C. glabrata and C. albicans account for approximately 70-80% of yeast isolated from patients with invasive candidiasis.


C. glabrata and C. krusei are important because they are resistant to some antifungal medicines.


C tropicalis has been considered an important cause of Candidemia in patients with cancer (leukemia) and in those who have undergone bone marrow transplantation.Our body has the natural ability to fight against organisms, including Candida.


However, when these host defense mechanisms become defected, yeast infections can result. For example:


(1) Intact Mucocutaneous barriers : Skin is the body's largest organ and the first line of defense against organisms such as bacteria, fungi, and viruses. Wounds, intravenous catheters, burns, and ulcerations are breaks in the skin's barrier to allow infections to quickly gain access to the body.


(2) Protection from other bacterial flora : Candida is not the only species that is naturally found in the body. There are some species that colonize the mouth and help to keep the numbers of Candida at a manageable level. These are what are sometimes called the "good" bacteria. However when the population numbers change through antibiotics, and kill the "good bacteria". This set is favorable for Candida, which can take over and multiply rapidly, creating a yeast infection.


(3) Cellular response : The body normally has specialized cells that make up the immunity system. A few of them are phagocytes, monocytes, complement cells, immunoglobulins, T cells and white cells (leukocytes). Diabetes mellitus, HIV, cancer, leukemia are are all conditions where the cellular response is malfunctioned and the risk is increased for a yeast infection


Candida species also contain their own set of well-recognized virulence factors. Although not well characterized, several virulence factors may contribute to their ability to cause infection.

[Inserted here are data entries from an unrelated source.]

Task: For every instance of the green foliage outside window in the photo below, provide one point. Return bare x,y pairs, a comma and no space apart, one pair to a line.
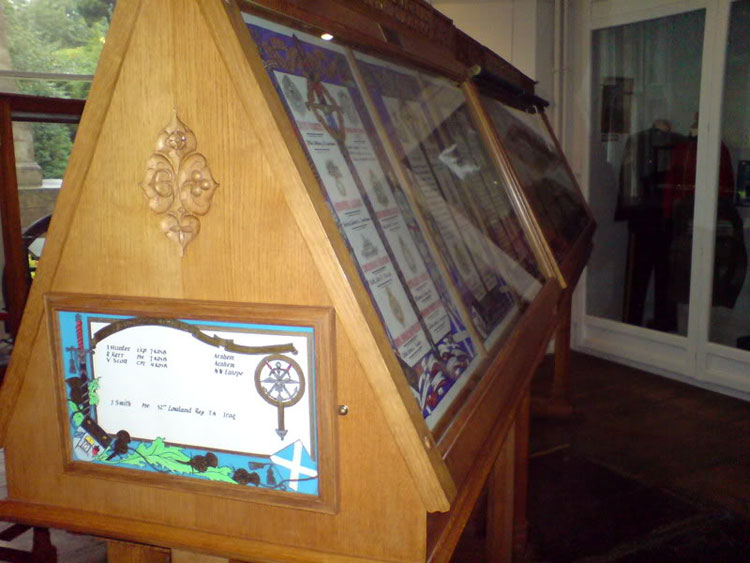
55,36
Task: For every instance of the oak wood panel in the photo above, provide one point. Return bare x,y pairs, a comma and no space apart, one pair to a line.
154,533
123,552
179,556
80,158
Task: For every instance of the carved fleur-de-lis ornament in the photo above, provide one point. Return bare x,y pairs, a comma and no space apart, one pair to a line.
178,183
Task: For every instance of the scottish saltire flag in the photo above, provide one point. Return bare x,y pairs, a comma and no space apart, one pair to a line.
298,471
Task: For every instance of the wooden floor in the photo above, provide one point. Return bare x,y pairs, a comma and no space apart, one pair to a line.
647,469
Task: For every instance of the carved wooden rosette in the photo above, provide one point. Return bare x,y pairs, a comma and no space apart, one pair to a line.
178,183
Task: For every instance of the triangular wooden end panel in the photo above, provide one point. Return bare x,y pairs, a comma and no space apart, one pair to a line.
266,210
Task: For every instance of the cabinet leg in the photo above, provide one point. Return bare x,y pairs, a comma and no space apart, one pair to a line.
500,504
521,479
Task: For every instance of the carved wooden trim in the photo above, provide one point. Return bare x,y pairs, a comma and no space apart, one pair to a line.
417,15
178,183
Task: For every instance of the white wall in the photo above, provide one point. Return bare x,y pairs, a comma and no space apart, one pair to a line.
520,31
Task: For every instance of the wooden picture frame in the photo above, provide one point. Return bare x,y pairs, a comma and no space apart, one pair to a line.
185,394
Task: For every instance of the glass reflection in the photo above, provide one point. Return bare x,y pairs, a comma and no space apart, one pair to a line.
646,88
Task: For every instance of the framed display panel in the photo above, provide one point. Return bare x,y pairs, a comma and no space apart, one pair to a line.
426,218
553,195
210,397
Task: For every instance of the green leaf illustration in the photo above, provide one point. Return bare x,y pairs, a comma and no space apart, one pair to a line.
223,474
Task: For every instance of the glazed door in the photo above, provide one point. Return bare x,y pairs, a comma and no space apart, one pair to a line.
669,181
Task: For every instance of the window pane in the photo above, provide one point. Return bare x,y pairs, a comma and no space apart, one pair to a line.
730,314
645,93
42,152
55,37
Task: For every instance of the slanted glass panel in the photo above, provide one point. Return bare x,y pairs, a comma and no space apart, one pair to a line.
426,327
555,199
458,194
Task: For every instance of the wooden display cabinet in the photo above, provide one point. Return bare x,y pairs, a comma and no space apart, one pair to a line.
293,292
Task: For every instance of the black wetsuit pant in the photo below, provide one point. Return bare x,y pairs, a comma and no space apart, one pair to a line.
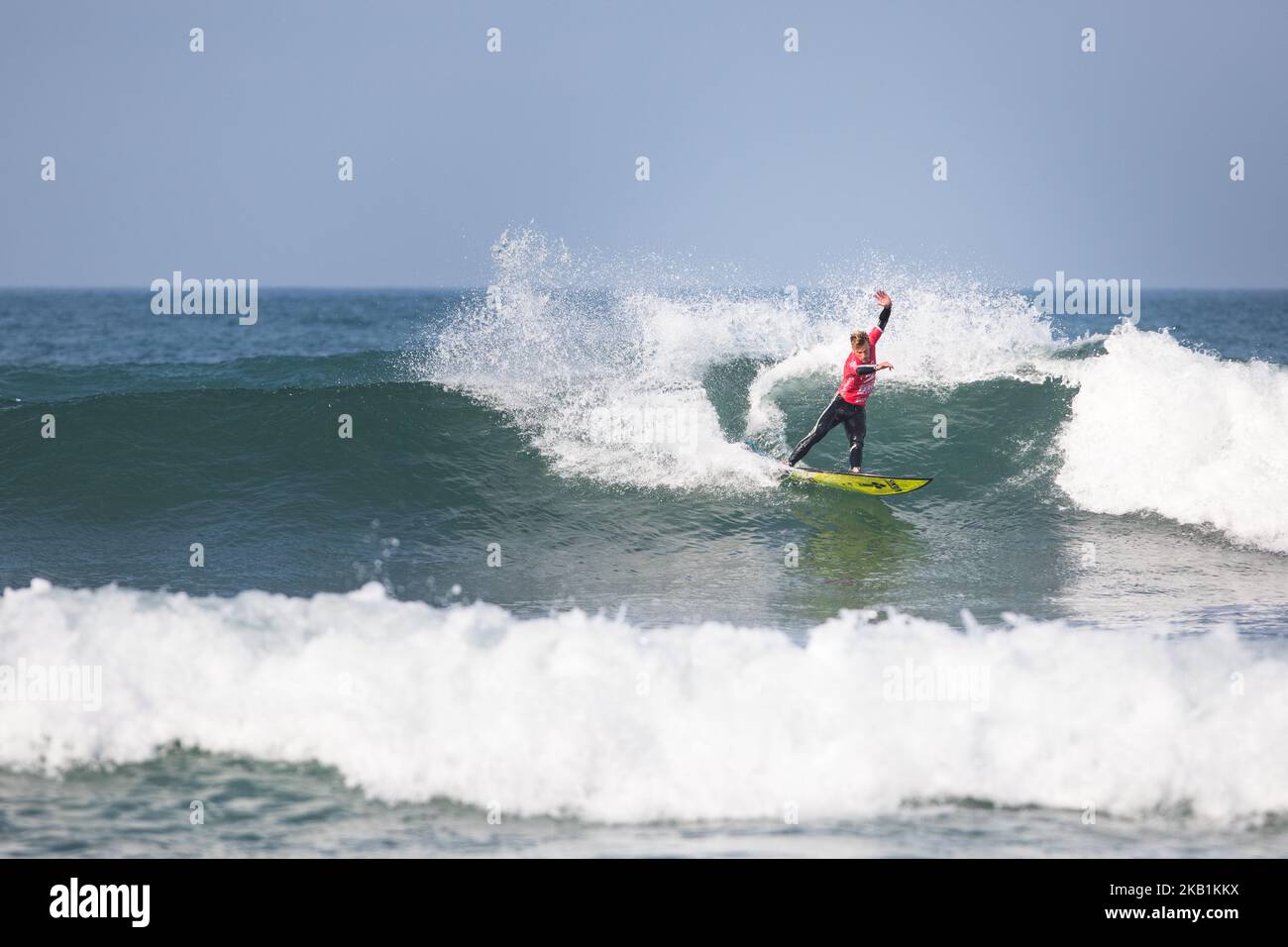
840,411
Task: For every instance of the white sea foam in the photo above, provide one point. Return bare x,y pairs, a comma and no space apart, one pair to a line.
595,377
597,719
1162,428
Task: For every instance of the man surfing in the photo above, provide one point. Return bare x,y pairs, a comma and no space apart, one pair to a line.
858,379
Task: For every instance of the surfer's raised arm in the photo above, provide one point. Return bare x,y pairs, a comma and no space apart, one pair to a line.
872,368
884,298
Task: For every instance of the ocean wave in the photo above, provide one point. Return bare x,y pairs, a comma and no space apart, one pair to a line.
610,384
590,716
1162,428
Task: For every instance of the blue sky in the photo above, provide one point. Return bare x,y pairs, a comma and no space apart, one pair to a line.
223,163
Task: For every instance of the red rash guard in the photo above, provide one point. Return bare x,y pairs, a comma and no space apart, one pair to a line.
855,388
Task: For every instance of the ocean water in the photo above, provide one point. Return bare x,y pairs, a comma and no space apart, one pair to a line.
545,599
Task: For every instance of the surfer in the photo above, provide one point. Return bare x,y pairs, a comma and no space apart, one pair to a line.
858,379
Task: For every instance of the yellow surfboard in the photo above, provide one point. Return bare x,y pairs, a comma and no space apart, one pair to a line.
872,484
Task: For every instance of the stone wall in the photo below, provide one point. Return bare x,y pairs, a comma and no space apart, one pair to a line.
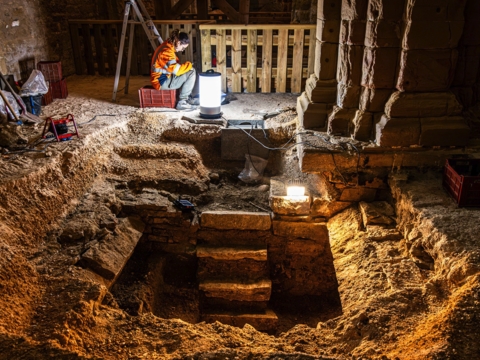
395,67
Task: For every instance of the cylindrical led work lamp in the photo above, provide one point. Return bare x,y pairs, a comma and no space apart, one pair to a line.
210,94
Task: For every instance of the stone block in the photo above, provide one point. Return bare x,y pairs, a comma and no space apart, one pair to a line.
318,90
419,105
352,32
363,126
290,205
234,144
383,33
312,115
348,97
391,132
328,30
261,321
354,9
379,67
327,209
468,64
326,55
426,70
446,131
385,9
464,95
441,10
312,231
377,213
304,247
373,100
349,71
340,121
232,253
108,257
358,194
235,220
471,32
432,34
379,233
236,291
329,10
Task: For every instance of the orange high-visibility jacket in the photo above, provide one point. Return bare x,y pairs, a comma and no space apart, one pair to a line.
165,63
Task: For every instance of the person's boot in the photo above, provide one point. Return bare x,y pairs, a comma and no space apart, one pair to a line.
184,105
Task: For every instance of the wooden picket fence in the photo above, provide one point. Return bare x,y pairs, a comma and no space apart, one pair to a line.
95,45
258,58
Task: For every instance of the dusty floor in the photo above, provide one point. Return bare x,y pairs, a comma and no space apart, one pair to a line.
392,308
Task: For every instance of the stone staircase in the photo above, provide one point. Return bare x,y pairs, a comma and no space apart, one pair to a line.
234,284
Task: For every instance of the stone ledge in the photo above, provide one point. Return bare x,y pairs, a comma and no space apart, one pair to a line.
260,321
237,291
290,205
312,231
232,253
236,220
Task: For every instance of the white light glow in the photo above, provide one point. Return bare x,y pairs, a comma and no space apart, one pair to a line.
296,191
210,91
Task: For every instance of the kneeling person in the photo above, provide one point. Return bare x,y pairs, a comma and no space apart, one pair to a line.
168,74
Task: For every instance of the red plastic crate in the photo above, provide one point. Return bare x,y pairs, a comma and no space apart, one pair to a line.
51,70
47,98
149,97
461,178
59,89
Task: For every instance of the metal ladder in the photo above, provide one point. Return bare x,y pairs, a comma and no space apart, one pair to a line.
150,30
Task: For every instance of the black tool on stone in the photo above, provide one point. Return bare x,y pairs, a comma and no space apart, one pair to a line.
184,205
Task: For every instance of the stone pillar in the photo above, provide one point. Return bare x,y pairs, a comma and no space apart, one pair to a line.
349,66
466,84
431,33
319,97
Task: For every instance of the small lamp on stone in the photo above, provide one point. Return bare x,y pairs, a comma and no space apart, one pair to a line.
210,92
295,188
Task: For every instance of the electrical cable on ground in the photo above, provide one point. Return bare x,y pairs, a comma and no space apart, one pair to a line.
285,147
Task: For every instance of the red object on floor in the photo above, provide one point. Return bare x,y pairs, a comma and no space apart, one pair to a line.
149,97
47,98
51,70
53,128
461,178
59,89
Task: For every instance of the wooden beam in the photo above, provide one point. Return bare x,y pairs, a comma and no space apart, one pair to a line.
244,10
100,57
267,60
228,10
222,58
252,61
311,53
157,22
236,60
282,60
87,46
179,8
163,9
214,26
79,64
202,9
297,61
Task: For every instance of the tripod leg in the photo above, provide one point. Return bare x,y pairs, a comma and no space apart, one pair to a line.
120,51
129,60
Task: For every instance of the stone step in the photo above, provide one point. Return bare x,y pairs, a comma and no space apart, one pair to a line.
232,253
242,269
232,290
262,321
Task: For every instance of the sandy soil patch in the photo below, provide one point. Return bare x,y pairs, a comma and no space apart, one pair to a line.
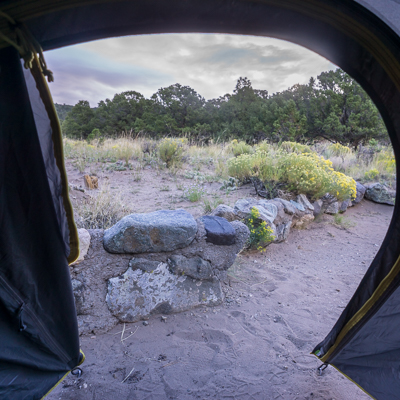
256,345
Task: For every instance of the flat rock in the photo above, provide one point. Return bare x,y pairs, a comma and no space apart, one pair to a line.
137,294
226,212
195,267
218,230
380,194
153,232
360,193
287,205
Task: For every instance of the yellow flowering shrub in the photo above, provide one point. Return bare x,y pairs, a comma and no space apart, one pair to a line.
314,176
260,233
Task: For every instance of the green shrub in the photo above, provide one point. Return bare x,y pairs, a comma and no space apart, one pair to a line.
260,233
170,150
337,150
314,176
239,148
371,174
294,147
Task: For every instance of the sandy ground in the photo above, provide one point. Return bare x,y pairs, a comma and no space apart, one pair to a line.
256,345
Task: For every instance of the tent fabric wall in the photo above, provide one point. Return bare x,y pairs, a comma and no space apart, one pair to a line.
38,329
361,37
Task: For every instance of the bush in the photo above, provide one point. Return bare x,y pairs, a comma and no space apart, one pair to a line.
239,148
294,147
194,193
101,211
314,176
170,150
260,233
337,150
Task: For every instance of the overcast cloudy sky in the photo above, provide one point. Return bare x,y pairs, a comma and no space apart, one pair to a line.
209,63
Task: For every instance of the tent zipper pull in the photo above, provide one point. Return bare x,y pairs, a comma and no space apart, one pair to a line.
22,326
322,368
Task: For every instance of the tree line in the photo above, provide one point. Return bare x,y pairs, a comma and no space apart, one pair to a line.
333,107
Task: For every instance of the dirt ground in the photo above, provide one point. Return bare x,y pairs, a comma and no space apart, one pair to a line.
256,345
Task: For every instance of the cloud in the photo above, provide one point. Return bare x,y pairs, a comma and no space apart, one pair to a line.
209,63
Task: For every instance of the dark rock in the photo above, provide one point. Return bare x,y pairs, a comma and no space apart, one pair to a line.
218,230
153,232
143,264
195,267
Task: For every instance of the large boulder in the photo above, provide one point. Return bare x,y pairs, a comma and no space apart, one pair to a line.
380,194
153,232
194,267
218,230
137,294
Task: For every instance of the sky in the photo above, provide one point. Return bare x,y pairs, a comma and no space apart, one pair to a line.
208,63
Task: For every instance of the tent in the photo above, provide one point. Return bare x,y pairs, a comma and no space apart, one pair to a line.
38,329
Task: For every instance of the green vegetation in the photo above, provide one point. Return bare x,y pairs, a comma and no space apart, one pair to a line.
332,107
260,233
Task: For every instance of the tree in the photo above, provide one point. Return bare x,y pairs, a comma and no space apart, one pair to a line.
79,121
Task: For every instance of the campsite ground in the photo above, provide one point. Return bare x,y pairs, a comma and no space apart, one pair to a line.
256,345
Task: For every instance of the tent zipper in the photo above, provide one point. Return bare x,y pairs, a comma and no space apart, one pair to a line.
43,333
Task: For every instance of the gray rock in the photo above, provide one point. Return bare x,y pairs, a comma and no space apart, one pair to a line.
153,232
226,212
78,289
195,267
288,206
137,294
282,232
380,194
333,208
143,264
297,205
302,199
360,193
344,205
218,230
84,243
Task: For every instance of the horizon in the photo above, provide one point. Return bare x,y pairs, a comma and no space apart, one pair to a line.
210,64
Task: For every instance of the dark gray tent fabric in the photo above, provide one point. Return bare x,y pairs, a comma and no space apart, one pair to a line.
38,330
362,37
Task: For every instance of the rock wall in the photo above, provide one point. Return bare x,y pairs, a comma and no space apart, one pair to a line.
127,287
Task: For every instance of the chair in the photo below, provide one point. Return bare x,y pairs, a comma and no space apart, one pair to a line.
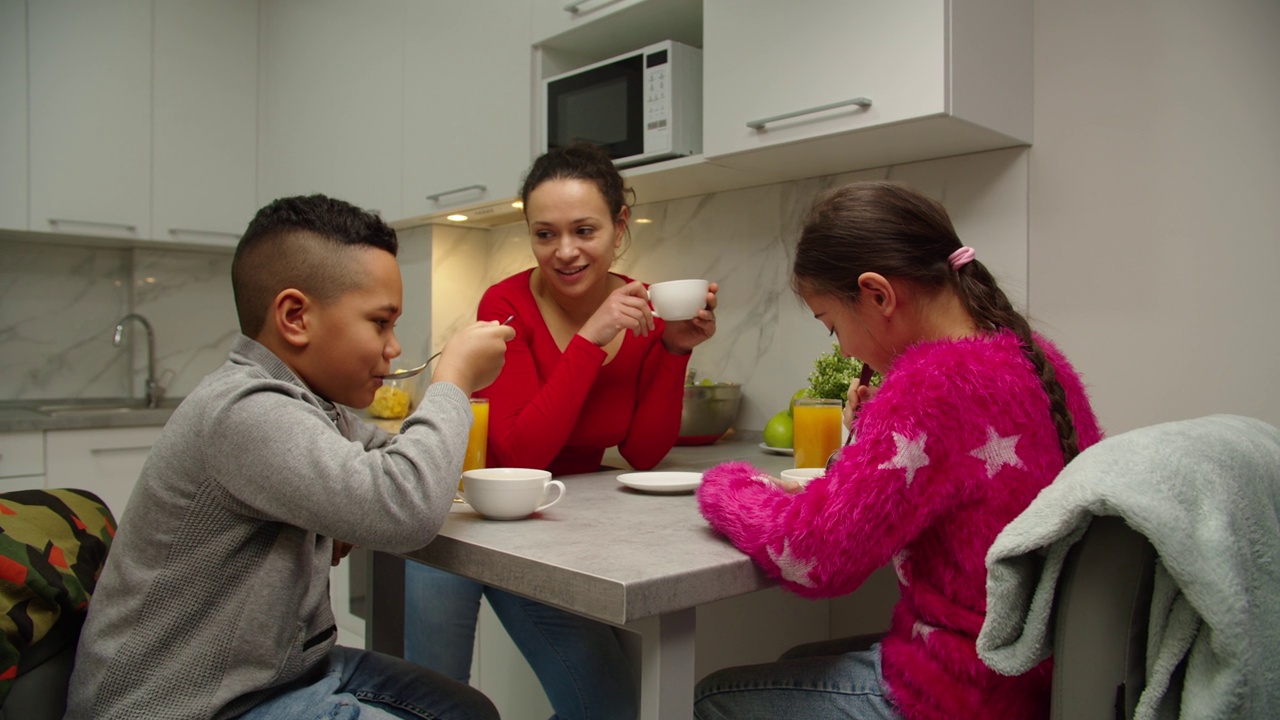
53,545
1100,623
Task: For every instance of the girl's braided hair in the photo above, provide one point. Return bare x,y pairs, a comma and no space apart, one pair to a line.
890,228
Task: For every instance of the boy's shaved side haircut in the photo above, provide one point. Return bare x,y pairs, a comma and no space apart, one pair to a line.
304,242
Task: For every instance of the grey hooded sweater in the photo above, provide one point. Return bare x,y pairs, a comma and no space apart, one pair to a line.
216,587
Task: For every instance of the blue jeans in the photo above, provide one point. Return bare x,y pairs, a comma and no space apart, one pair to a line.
375,687
579,661
817,682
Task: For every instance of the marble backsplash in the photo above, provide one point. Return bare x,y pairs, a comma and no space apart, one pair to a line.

The main virulence factors are surface molecules that permit adherence of the organism to other structures (eg, human cells, extracellular matrix, prosthetic devices), acid proteases, and the ability to convert to a hyphal form.


What does an Yeast Infection look like?


A yeast infection can have several appearances:


  • Candida infection of the mouth (Thrush, or Oral Candidiasis) has an appearance of white flecks on the tongue, upper roof of the mouth, or the pharynx.
  • Vaginal candidasis has a white, thick, curd-like appearance.
  • On the skin, in some cases, a Candida infection appears as itchy, red lesions with pustules and a distinct border with surrounding satellite lesions.